This code generates a graph of the regression line but the y-intercept taken from the LR model does not match the y-intercept on the graph. What am I missing? The script prints the y-intercept, taken from the model, as 152 but the graph shows it to be less than 100.
# Adapted from https://scikit-learn.org/stable/auto_examples/linear_model/plot_ols.html#sphx-glr-auto-examples-linear-model-plot-ols-py
# Code source: Jaques Grobler
# License: BSD 3 clause
import matplotlib.pyplot as plt
import numpy as np
from sklearn import datasets, linear_model
from sklearn.metrics import mean_squared_error, r2_score
diabetes_X, diabetes_y = datasets.load_diabetes(return_X_y = True)
diabetes_X = diabetes_X[:, np.newaxis, 2]

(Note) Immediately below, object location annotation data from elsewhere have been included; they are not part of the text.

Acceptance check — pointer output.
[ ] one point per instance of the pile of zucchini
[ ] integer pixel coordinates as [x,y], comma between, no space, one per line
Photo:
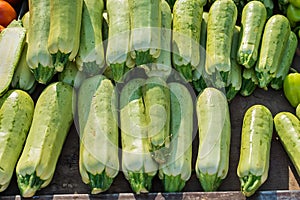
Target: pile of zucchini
[123,76]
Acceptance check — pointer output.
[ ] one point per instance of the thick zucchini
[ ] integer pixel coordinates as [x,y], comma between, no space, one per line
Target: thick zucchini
[214,138]
[254,160]
[99,164]
[287,126]
[16,111]
[52,119]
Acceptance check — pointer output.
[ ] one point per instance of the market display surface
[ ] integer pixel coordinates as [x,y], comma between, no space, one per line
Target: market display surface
[188,97]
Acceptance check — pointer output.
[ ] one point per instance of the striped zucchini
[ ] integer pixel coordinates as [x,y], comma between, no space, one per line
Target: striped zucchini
[287,126]
[249,82]
[156,96]
[254,17]
[97,110]
[23,77]
[162,66]
[16,111]
[254,159]
[90,57]
[118,43]
[199,83]
[275,37]
[145,18]
[38,57]
[187,17]
[71,75]
[137,164]
[214,136]
[178,168]
[64,34]
[235,74]
[286,61]
[52,119]
[221,22]
[12,40]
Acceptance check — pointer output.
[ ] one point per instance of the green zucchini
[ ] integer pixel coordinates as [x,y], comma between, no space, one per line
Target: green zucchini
[137,164]
[12,40]
[286,61]
[38,57]
[253,166]
[187,17]
[254,17]
[118,43]
[145,21]
[64,33]
[220,27]
[16,111]
[90,57]
[214,138]
[275,37]
[287,126]
[52,119]
[178,167]
[97,110]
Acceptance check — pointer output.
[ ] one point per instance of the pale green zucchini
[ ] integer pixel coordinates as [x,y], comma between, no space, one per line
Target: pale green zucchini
[16,111]
[178,167]
[90,57]
[98,164]
[254,159]
[214,138]
[187,17]
[52,119]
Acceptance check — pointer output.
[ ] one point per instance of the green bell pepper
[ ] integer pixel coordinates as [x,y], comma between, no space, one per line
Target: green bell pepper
[291,88]
[293,14]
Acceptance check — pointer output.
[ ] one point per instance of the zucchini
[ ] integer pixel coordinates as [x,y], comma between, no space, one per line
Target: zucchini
[275,37]
[187,17]
[287,126]
[137,164]
[214,138]
[118,43]
[16,111]
[12,40]
[156,96]
[145,21]
[90,57]
[178,167]
[286,61]
[162,65]
[99,164]
[235,74]
[23,77]
[254,159]
[254,17]
[249,82]
[38,57]
[220,27]
[52,119]
[64,35]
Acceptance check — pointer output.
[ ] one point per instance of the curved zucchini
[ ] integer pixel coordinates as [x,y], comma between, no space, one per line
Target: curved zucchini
[275,37]
[214,136]
[178,167]
[287,126]
[254,160]
[221,22]
[187,17]
[16,111]
[52,119]
[254,17]
[137,164]
[90,57]
[99,164]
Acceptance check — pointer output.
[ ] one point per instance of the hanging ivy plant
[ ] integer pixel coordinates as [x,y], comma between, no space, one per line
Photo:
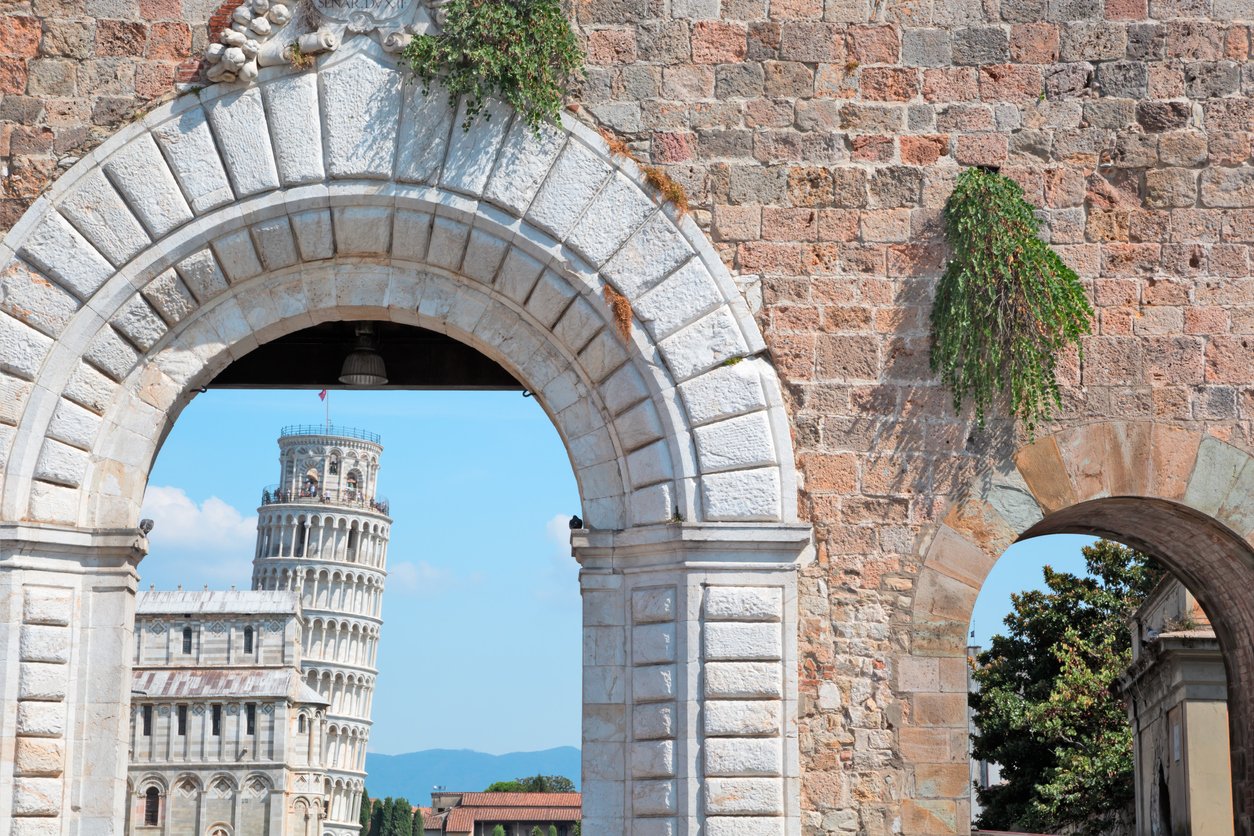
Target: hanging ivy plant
[522,52]
[1006,305]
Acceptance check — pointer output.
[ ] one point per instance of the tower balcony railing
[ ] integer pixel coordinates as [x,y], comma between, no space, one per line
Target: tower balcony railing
[275,495]
[330,429]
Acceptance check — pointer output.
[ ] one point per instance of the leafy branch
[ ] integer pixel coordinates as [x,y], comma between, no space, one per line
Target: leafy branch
[1006,305]
[522,52]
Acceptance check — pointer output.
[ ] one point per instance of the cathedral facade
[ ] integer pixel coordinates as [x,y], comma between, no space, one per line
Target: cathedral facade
[251,710]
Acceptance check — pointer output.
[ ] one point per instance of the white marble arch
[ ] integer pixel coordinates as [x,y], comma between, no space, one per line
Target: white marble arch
[236,214]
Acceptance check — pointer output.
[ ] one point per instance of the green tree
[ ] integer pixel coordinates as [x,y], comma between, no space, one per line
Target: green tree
[1045,707]
[381,817]
[534,783]
[365,812]
[403,817]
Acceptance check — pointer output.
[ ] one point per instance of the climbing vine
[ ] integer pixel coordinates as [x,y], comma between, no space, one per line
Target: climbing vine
[522,52]
[1006,305]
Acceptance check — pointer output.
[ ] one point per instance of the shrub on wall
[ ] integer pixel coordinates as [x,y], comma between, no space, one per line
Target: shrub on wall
[1006,306]
[522,52]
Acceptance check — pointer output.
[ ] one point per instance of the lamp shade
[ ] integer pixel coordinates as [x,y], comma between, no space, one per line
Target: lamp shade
[364,366]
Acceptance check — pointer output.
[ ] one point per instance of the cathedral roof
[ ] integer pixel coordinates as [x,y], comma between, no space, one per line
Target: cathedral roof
[250,602]
[230,683]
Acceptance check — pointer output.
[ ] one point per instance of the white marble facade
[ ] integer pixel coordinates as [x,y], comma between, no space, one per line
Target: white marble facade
[225,735]
[251,710]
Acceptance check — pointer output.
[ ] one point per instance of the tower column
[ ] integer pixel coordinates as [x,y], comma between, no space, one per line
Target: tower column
[336,559]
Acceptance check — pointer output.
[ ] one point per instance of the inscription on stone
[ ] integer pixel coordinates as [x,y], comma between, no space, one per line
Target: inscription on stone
[363,15]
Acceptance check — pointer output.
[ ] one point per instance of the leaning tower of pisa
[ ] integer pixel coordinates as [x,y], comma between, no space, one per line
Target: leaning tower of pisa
[322,530]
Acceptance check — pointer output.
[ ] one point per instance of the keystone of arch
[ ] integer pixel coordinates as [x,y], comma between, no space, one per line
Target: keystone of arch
[230,217]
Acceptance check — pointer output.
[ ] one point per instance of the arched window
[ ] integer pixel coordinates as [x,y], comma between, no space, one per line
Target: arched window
[152,806]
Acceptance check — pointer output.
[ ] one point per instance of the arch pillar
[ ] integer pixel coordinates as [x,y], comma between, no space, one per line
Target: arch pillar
[65,674]
[690,678]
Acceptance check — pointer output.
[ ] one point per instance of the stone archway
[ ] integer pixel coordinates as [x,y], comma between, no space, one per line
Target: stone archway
[231,217]
[1184,496]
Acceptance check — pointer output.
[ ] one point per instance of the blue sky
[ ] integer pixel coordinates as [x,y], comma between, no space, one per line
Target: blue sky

diabetes_X_train = diabetes_X[:-20]
diabetes_X_test = diabetes_X[-20:]
diabetes_y_train = diabetes_y[:-20]
diabetes_y_test = diabetes_y[-20:]
regr = linear_model.LinearRegression()
regr.fit(diabetes_X_train, diabetes_y_train)
diabetes_y_pred = regr.predict(diabetes_X_test)
# The y-intercept
print("y-intercept: \n", regr.intercept_)
plt.scatter(diabetes_X_test, diabetes_y_test, color="black")
plt.plot(diabetes_X_test, diabetes_y_pred, color="blue", linewidth=3)
plt.xlabel('x')
plt.ylabel('y')
plt.show()
Ouptut of the script:
y-intercept:
152.91886182616167
CodePudding user response:
Your X axis goes negative so the intercept is correct at 0 in the middle of the graph.